7 thoughts on “Lazy Road Painters

  1. Memphis City Engineer John Cameron response to this= “Road striping is done in a three-vehicle convoy that stretches nearly a thousand feet.
    Once this large convoy gets rolling, it’s really safer and more efficient for it to just keep rolling. We don’t want to, particularly on a busy street, to stop the convoy.
    Instead, there are specific instructions for handling stuff in the way.
    A note is made of that by the supervisor and we come back, follow up with a smaller crew that paints the new stripe.
    In other words, what looked like sheer laziness amounts to staying safe.”


  2. I was gonna comment that it’s probably not the job of the person/people in the paint vehicle to clear the debris and if they stopped to do so, that would actually be less efficient and ruin the continuity of the paint let. I bet it’s actually policy to keep going and take note where they paint over things like this.

    But Ted came along and actually linked to a story.

  3. When I came to this Island in the Philippines 8 years ago, I rented a motorbike and drove around the entire island, a 5 day trip!
    As I cruised around the coastal hiway, I swerved around an old man sitting indian style in the middle of the road. He had a little cup of paint and a 2 inch paintbrush….. he was the Hiway Striper!
    There is some logic to this.
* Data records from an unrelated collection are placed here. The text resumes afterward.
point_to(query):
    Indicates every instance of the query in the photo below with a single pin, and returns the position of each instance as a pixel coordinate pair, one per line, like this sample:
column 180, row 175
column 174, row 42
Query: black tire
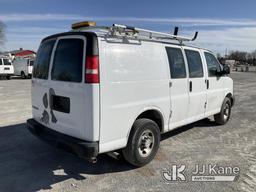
column 224, row 115
column 144, row 133
column 23, row 76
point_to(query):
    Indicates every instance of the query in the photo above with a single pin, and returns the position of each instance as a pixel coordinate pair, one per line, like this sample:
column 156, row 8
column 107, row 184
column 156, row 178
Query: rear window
column 68, row 60
column 194, row 64
column 41, row 68
column 176, row 62
column 7, row 62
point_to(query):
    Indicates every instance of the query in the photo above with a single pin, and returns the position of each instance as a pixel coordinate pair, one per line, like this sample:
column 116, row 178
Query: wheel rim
column 226, row 111
column 146, row 143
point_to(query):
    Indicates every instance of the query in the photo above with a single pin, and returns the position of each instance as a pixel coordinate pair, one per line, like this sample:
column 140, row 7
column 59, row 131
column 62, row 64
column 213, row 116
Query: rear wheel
column 143, row 142
column 224, row 115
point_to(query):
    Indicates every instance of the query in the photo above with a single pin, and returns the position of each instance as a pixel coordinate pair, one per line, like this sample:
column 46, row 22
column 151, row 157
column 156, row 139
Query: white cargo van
column 23, row 67
column 6, row 68
column 116, row 89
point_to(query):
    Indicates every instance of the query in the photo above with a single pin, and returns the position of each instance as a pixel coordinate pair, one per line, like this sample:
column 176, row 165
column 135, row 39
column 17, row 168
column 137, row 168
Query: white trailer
column 23, row 67
column 6, row 68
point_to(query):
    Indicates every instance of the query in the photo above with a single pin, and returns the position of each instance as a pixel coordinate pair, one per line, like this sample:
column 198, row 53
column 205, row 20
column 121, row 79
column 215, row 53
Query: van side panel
column 133, row 79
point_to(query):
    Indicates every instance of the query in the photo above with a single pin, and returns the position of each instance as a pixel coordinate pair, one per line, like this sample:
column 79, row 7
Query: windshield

Instead of one man getting rich for the lowest bid to stripe the entire highway, 50 people are bringing rice home every evening to their hungry kids. …just sayin’
    (this is not the actual pic…)

      • what’s even stranger, is that they have no clue what to do with a ‘passing lane’! They tried it for the first time near here and it is just hillarious. the stripe shifts back and forth with no thought given to bends in the road, or visibility ahead! …just -my turn -your turn- my turn- your turn. but they dont know what a passing stripe is anyway.
        They tried STOP signs here in Valencia last year. (The only ones on the island) HAHAHA It really screws things up when anybody actually stops. Also, STOP is an english word and is a secondary language here.
        Even the busiest intersections in the city of Dumaguete are uncontrolled and everyone does just fine weaving through eachother, and walking traffic is mixed right in with us.
        There is no driving test here, just pay the license fee and drive. I call it my ‘license to kill’.